There are around 4.1 million hotel rooms in the US. People who study obscure facts recommend that pillows be replaced every two months. If we assume that each hotel room has four pillows, the hospitality industry should replace about 100 million pillows a year. I travel a fair amount, and I have yet to see a pile of discarded pillows at any hotel.
It occurred to me that if one measured healthcare’s attempts to improve patient experience and patient access in dog years, we might understand that the expiration date of those efforts have come and gone.
And so I wondered, how might we alter our efforts in order to get a better result?
Health systems, for the most part, have created a generic persona of this entity we call a patient. In almost all of those personas, the persona’s attributes are limited to those of inpatients. In other words, not only are the attributes not tied to any specific individual, they exclude most of a health system’s stakeholders.

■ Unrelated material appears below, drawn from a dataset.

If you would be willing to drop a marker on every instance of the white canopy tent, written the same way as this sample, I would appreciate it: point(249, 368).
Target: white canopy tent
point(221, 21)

And as much as we would like to believe that access and experience have improved, if we look at how hard people have to work to interact with a provider, most of it still happens by phone. The only innovation in patient access over the last 50 years hasn’t come from health systems; it has come from the companies that make the phones — from rotary phones to touch tone phones to mobile phones.
Even with all of that innovation, the people who call are still subjected to having to wait to talk with someone, and to having to speak with someone who cannot meet their needs. It is the same old problem, only now we have cooler devices.

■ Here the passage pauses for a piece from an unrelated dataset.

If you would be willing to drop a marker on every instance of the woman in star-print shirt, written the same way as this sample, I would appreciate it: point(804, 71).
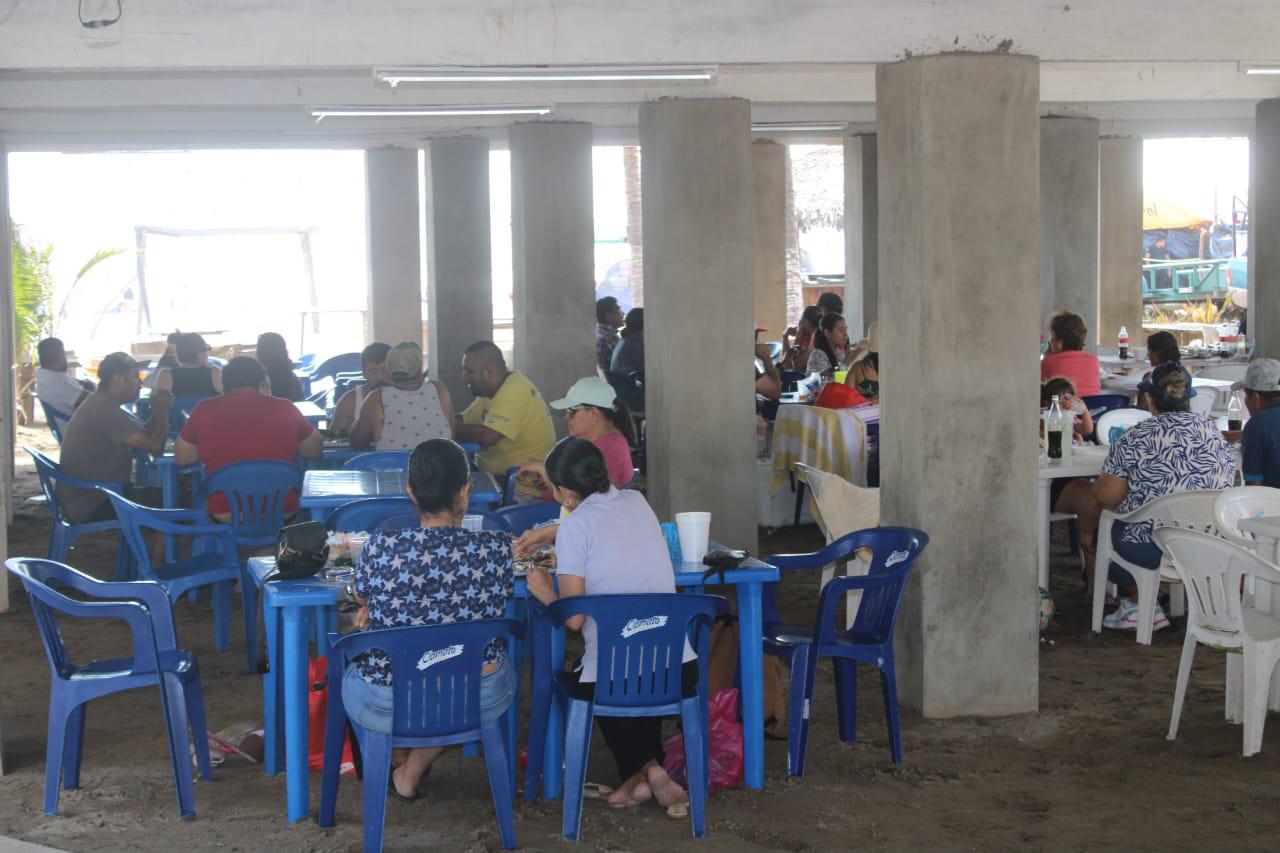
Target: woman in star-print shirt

Let’s spend a minute looking at whether there is merit in unbundling the attributes we associate with a patient or consumer. We’ll start with a sample group of a million people. We naturally segment people into groups; for example, dog people and cat people. Suppose in a sample of a million people, six hundred thousand of them are dog people.
Of those six hundred thousand, suppose 70 percent are coffee drinkers and 30 percent prefer tea. That gives us 420,000 people who like dogs and drink coffee. Of that group, half favor football and half favor baseball; 210,000 are dog-loving, coffee-drinking football fans. And of those who like dogs, drink coffee, and favor football, 10 percent are fans of the Dallas Cowboys; 21,000. Five percent of those people live in Seattle, and of them, 20 percent hate the fact that rains often in Seattle — that gets us to a group of 420. Of the 420 dog-loving, coffee-drinking, football-watching Cowboys fans who live in Seattle and that hate the rain, 30 percent refuse to carry an umbrella — 123 people. Seventeen of the 123 have red hair, nine of the seventeen are married, three of the nine do not have children, and one of the three is a republican.
Sooner or later, segmentation comes down to the preferences of one person.
What if the sample was population one million people who at some point have been patients, and all of who will be patients again? They do not fit easily into a homogenous group. Some of those individuals are patients, some were patients, and some will be patients. Some battle chronic diseases. Some have children. And some, for reasons understood only to them, are Dallas Cowboy fans.
They have their own experiences, and they have their own expectations of what those experiences should be. To be blunt, an individual does not care about how great everyone else’s experiences were. A person cares about how great their experience will be. There is not a patient or a consumer in the US who can tell you the HCHAPS score of their provider.
Healthcare is not eCare, heCare, or sheCare. It is meCare.
Measuring patient experience using just HCAHPS assumes homogeneity. That approach relies on the fact that creating a homogeneous experience will keep everyone happy. Try that same approach on a married, childless, soaking wet Dallas Cowboy fan and his dog who live in Seattle, and who voted for Mitt Romney in the last election.
Improving patient access and experience requires making it feel like it was designed to meet the needs of each individual. And since the only thing that seems to change is the type of phone being used, if you want to really improve access and experience, get rid of the phones and let people interact with your health system online.